"Shadow of the Vampire", der erste Film von
Nicolas Cages Produktionsfirma Saturn Films,
geht dieser Frage nach in einem witzigen, atmosphärischen
und fiebrigen Schocker, der von dem
großen deutschen Filmemacher F.W. Murnau und
den Dreharbeiten zu dessen unvergesslichen
Meisterwerk "Nosferatu" inspiriert wurde. Zu gleichen Teilen
düsterer Horrorfilm, Hommage an die goldene Ära des
Stummfilms, pechschwarze Komödie und Meditation über die
Opfer, die man für Kreativität bringen muss, bietet "Shadow of
the Vampire" das atemberaubende Duell von zwei der größten
Schauspieler unserer Zeit. John Malkovich als Murnau und
Willem Dafoe als Schreck laufen zu großer Form in dem zweiten
Spielfilm von E. Elias Merhige auf.
Im Osten Europas will F.W. Murnau (John Malkovich) vor Ort den
größten und realistischsten Film aller Zeiten drehen: "Nosferatu"! Um
sein Ziel zu erreichen, hat Murnau einen echten Vampir, Max
Schreck (Willem Dafoe), für die Hauptrolle engagiert. Die Crew ist
ahnungslos, erfährt nur, dass Schreck seine Rolle sehr ernst nimmt
und man ihn deshalb niemals bei Tageslicht und immer in seinem
Kostüm antreffen wird. Die ersten Aufnahmen sind phänomenal,
doch schon bald beginnen die ersten Mitglieder des Teams, sich
auffallend schwindelig und blutleer zu fühlen. Es dauert nicht lang,
bis man den ersten Toten zu beklagen hat. Entgegen aller
Abmachungen denkt Schreck nicht daran, seinen Blutdurst im Zaum
zu halten. Jetzt ist es zu spät für eine Umkehr. Murnau weiß, dass
ein Künstler Opfer bringen muss - auch wenn sich "Nosferatu" als
Angelegenheit auf Leben und Tod entpuppt...

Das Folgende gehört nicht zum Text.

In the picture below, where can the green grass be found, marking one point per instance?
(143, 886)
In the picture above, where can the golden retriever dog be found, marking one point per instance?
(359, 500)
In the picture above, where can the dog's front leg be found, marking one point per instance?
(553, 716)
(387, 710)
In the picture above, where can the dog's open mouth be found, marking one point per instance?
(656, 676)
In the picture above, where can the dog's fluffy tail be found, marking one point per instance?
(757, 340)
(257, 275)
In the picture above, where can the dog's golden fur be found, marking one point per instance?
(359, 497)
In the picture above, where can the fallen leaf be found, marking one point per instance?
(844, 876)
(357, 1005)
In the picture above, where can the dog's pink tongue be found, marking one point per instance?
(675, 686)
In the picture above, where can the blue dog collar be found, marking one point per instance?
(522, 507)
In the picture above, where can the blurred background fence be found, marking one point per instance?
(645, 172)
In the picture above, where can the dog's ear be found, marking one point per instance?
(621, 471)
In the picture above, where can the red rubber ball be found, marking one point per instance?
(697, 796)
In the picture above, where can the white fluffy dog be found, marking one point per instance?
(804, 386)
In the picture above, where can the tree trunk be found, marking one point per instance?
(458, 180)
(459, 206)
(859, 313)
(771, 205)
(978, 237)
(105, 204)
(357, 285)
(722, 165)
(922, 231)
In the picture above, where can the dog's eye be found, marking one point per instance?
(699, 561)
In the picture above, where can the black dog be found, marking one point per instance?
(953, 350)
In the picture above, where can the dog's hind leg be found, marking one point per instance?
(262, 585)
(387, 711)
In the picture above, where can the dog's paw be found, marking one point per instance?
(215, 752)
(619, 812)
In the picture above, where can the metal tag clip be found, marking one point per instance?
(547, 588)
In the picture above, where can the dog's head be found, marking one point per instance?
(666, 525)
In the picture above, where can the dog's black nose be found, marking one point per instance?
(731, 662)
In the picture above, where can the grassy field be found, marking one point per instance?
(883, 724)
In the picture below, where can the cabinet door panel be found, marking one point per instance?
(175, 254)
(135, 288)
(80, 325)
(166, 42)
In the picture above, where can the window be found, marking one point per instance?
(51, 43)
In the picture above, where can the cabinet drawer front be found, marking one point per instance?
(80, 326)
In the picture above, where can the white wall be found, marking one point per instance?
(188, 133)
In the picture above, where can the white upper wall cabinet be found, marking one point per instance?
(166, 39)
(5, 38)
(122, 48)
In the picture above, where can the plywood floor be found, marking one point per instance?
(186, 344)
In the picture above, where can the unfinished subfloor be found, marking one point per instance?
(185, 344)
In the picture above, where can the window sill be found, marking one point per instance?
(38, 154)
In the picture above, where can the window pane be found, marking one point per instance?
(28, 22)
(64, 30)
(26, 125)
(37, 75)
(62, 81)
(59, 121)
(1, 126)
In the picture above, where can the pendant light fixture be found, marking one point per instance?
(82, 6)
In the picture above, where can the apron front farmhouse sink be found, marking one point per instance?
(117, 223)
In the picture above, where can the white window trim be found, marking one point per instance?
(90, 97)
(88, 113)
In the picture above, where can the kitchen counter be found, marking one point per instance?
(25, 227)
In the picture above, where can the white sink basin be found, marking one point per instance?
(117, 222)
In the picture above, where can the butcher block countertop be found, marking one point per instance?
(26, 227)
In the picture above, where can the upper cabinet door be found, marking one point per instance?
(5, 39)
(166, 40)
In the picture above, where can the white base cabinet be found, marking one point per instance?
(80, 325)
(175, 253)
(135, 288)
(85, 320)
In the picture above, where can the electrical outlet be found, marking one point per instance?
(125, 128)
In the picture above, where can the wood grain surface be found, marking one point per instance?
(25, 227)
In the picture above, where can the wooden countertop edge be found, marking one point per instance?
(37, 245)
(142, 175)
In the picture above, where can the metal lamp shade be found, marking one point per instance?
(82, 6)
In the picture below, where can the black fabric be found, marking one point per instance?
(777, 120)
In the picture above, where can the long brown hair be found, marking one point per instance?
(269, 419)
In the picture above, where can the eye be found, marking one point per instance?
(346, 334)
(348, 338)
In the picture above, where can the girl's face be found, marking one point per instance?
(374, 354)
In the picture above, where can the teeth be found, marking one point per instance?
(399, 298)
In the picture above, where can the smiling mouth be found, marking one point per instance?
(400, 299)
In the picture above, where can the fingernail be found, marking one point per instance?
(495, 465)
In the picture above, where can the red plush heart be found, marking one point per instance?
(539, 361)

Die Farben und der Kontrast des Bildes gehen durchaus in Ordnung, auch wenn in dunkeln Szenen im Hintergrund hier und da mal ein Gegenstand in Schwarzer Masse verschwindet. Auch über die Schärfe lässt sich nichts negatives finden, außer dass die Qualität auf der 3 Meter Leinwand natürlich mit einer modernen Major-DVD nicht mehr vergleichbar ist. Außerdem fallen in größerer Ansicht permanent Rauschmuster auf, die aber nicht stehen sondern immer brav mit dem Bild mitwandern...
Anmerkung: Das Bild der US-DVD wird in 2,35:1 abgetastet - möglicherweise handelt es sich hier um eine gezoomte Fassung.
Gegen die Soundqualität lässt sich auch nicht viel aussagen. Bei den Schwarz-Weiß-Aufnahmen hat man versucht, auch den Ton etwas „alt“ klingen zu lassen und vor guten Ohren lässt sich auch minimalstes Rauschen nicht verbergen. Stellenweise sind einige Musikeinlagen viel zu laut bzw. die Dialoge etwas zu leise abgemischt. Durch diese kleinen Fehler ist auch der Ton nur Durchschnitt. Außerdem kommt nur stellenweise cooles Raumgefühl auf.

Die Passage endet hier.